Et encore, lors même que les Chinois nous seraient réellement inférieurs en intelligence et en force morale, serait-ce là une raison suffisante de leur refuser un clergé indigène ? Le prêtre est le chef et le guide des fidèles ; mais par cela même qu’il est lie guide des chrétiens, il ne doit pas leur être tellement supérieur et à une telle distance d’eux, qu’on le perde pour ainsi dire de vue et qu’on désespère de l’atteindre. Autrement, sa qualité de guide deviendrait inutile. Ainsi, d’après ce principe, on pourrait conclure que chaque nation, aidée de la lumière et de la grâce évangélique, pourrait trouver dans ses rangs des membres propres à lui former un clergé indigène. Mais comme il ne s’agit ici que de la nation chinoise, je m’arrête et je veux point généraliser la question. Il suffit seulement de citer à l’appui de cette proposition l’exemple de Notre-Seigneur lui-même, le prêtre par excellence pour opérer le salut dit monde, il a voilé sa divinité, s’est fait homme et a passé par toutes les infirmités humaines ; ensuite, voulant instituer un sacerdoce dépositaire de sa doctrine et chargé de perpétuer et de propager l’oeuvre de la rédemption, il en choisit les membres parmi les rangs les plus vulgaires de la société.

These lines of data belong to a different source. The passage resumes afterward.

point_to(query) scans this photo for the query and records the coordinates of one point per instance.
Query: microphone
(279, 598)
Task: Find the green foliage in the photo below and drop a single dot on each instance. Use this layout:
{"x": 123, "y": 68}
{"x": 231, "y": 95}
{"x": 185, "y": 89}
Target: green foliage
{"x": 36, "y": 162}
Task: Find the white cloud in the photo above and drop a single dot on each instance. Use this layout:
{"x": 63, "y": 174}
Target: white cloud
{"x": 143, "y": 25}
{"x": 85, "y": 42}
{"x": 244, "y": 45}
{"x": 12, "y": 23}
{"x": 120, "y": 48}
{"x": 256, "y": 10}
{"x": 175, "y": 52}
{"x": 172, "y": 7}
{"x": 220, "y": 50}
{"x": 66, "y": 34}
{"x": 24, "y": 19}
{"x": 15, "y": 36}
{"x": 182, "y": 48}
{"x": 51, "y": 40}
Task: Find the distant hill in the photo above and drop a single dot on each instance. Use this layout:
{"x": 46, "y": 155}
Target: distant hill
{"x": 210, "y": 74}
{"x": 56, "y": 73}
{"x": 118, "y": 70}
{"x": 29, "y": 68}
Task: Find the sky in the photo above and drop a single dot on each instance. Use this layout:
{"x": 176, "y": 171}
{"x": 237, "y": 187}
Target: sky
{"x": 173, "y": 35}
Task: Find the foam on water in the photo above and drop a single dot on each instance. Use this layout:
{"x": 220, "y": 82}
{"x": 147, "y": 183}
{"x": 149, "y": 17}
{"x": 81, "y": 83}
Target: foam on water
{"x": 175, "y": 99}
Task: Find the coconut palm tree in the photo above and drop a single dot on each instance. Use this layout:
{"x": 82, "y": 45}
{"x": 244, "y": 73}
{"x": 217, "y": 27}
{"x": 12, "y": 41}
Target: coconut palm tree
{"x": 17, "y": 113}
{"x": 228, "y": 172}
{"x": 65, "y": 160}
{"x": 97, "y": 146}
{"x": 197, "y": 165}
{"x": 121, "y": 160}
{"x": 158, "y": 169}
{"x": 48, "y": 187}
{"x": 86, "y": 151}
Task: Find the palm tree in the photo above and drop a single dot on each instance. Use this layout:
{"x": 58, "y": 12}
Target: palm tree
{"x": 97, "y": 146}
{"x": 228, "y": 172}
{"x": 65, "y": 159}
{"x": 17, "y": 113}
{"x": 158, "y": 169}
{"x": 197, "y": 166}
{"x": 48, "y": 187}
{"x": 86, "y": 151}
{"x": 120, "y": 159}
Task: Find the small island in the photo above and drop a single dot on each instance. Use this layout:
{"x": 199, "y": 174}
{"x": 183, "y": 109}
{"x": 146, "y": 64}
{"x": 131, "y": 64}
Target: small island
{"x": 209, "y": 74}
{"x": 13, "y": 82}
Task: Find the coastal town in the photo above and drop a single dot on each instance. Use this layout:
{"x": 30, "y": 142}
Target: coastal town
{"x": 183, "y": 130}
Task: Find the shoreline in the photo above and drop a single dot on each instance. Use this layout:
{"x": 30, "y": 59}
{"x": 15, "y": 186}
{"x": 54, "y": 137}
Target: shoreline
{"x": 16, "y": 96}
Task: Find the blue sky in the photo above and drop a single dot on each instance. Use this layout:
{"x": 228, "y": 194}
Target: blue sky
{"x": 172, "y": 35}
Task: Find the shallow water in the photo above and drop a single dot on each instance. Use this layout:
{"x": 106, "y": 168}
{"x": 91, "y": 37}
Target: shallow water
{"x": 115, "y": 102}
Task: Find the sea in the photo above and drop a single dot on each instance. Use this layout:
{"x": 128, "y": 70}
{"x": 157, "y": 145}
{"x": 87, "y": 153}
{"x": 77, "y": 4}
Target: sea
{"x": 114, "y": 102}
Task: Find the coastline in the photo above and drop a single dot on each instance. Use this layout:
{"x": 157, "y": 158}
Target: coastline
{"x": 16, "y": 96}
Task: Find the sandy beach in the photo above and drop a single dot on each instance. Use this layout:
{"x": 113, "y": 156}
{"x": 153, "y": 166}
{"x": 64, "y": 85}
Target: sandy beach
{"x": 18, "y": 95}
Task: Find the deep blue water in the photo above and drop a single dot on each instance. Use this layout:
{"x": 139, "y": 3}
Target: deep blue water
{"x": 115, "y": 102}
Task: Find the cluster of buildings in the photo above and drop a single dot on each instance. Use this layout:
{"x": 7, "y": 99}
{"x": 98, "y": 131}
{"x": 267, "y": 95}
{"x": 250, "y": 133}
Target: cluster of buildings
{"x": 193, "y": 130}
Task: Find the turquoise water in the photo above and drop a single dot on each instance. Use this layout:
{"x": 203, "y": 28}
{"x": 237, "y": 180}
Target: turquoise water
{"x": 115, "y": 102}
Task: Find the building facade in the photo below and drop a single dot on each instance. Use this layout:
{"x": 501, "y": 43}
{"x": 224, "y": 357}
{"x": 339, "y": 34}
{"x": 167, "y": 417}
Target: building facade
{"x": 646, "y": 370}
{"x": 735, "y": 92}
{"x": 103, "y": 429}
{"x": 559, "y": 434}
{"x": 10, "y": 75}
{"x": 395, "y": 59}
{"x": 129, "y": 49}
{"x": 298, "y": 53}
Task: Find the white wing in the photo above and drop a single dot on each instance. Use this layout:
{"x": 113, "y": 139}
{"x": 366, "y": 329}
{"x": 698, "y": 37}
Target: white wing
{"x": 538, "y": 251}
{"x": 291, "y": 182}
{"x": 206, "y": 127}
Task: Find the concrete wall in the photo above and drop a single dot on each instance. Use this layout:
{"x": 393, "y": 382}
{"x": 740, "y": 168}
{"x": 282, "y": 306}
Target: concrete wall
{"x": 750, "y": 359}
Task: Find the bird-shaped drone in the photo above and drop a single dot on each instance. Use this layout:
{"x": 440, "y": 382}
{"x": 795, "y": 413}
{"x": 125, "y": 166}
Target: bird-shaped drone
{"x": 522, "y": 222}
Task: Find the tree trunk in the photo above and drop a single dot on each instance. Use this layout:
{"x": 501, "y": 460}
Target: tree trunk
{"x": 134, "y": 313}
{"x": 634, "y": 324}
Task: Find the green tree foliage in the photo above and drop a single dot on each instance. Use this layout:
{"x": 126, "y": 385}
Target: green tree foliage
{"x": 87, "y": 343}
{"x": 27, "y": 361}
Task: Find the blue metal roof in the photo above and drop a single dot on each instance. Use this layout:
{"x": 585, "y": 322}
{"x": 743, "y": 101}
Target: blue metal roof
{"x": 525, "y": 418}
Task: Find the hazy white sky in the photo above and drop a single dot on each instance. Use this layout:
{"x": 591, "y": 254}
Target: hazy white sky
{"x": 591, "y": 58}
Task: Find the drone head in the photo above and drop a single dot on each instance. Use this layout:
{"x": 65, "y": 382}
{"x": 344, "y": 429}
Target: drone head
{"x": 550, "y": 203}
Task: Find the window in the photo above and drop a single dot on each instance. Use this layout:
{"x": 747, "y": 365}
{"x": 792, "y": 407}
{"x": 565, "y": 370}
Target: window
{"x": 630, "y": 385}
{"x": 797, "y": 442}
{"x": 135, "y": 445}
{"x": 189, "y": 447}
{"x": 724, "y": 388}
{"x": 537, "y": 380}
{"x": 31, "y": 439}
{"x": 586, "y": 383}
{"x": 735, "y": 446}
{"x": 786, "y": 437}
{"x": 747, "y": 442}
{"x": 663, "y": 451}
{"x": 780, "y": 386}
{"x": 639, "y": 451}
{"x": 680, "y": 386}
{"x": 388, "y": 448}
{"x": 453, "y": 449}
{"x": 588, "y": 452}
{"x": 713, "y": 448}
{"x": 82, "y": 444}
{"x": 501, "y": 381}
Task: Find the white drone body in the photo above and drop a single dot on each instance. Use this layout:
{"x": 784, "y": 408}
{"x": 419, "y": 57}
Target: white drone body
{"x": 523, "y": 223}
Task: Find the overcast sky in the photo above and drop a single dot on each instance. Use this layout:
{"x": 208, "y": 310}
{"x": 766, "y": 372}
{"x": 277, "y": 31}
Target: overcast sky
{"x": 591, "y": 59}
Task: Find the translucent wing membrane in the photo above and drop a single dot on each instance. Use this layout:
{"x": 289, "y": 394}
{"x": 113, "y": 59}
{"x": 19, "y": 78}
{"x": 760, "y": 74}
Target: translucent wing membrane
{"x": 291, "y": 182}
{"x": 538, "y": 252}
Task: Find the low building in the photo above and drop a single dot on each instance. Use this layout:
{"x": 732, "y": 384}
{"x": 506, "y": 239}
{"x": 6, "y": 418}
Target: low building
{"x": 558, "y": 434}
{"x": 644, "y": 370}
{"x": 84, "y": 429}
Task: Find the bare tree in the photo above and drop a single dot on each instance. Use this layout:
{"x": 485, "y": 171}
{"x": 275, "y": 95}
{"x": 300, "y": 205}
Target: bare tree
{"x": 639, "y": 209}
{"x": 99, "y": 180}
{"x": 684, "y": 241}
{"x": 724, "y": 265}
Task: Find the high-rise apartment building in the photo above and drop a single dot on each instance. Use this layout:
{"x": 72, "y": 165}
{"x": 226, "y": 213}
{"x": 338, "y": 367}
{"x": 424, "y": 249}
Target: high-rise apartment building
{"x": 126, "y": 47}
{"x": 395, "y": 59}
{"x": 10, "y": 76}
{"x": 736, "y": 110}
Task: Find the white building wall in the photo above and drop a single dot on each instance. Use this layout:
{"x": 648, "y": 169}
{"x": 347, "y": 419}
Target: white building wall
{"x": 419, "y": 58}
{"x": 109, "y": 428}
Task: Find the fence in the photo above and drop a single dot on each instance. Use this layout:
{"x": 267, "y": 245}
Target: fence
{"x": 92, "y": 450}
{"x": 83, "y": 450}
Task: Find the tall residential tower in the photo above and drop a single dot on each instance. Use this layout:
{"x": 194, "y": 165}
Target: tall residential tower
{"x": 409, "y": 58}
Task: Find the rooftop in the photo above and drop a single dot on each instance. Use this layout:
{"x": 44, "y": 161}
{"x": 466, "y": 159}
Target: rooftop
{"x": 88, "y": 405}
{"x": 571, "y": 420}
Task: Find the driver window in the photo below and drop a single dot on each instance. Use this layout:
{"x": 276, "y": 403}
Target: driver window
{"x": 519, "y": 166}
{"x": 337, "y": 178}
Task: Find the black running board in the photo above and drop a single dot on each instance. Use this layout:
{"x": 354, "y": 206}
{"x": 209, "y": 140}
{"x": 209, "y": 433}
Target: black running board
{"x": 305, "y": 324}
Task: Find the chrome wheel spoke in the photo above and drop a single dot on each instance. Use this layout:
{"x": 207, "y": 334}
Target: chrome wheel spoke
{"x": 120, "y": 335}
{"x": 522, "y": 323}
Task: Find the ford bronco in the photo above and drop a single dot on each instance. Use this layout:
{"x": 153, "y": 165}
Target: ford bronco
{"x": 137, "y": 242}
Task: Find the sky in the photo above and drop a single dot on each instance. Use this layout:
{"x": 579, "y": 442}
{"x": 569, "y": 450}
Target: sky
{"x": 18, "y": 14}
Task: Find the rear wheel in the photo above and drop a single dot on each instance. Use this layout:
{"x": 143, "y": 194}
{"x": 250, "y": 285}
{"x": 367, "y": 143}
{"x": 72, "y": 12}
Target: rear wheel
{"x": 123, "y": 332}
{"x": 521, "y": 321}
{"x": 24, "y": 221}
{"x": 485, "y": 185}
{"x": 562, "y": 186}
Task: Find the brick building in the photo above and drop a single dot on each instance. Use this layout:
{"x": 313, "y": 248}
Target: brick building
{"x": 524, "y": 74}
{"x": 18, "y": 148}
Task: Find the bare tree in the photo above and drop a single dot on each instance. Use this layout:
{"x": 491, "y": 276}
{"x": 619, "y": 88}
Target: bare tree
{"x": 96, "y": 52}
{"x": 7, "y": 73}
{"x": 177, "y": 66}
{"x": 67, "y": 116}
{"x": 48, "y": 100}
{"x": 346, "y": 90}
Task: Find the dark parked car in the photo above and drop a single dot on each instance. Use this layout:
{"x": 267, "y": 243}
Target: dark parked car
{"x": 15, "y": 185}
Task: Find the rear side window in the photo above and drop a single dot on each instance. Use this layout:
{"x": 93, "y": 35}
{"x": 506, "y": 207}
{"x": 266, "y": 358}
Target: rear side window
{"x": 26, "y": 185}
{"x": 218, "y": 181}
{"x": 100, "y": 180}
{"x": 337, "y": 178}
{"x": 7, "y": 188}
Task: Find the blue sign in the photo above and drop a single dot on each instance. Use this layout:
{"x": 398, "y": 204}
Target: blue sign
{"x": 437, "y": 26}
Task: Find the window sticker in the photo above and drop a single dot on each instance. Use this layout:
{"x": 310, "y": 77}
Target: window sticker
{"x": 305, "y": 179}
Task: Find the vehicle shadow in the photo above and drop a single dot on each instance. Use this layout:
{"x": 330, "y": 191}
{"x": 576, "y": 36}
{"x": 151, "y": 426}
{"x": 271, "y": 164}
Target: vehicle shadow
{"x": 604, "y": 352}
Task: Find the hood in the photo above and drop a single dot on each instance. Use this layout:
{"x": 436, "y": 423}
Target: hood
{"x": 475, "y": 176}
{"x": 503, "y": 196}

On s’excuse aussi souvent de faire des prêtres du pays, par les mauvaises qualités qu’on prétend trouver en eux lorsqu’ils ont été élevés à cette dignité. Les reproches les plus ordinaires qu’on leur fait sont d’être sans énergie et sans esprit de prosélytisme, de n’avoir aucune capacité pour l’administration des affaires, d’avoir de la défiance et de l’antipathie pour le clergé européen, enfin, d’être trop entêtés des usages et des institutions de leur pays.

On remarque, il est vrai, dans les prêtres chinois, un esprit posé et réfléchi. C’est le caractère dominant de leur nation. L’impétuosité européenne, si ordinaire surtout aux jeunes missionnaires, ne s’accommode pas de la lenteur et de l’esprit calculateur des Chinois ; voilà d’où vient l’accusation de nonchalance et d’apathie répétée sans cesse contre eux.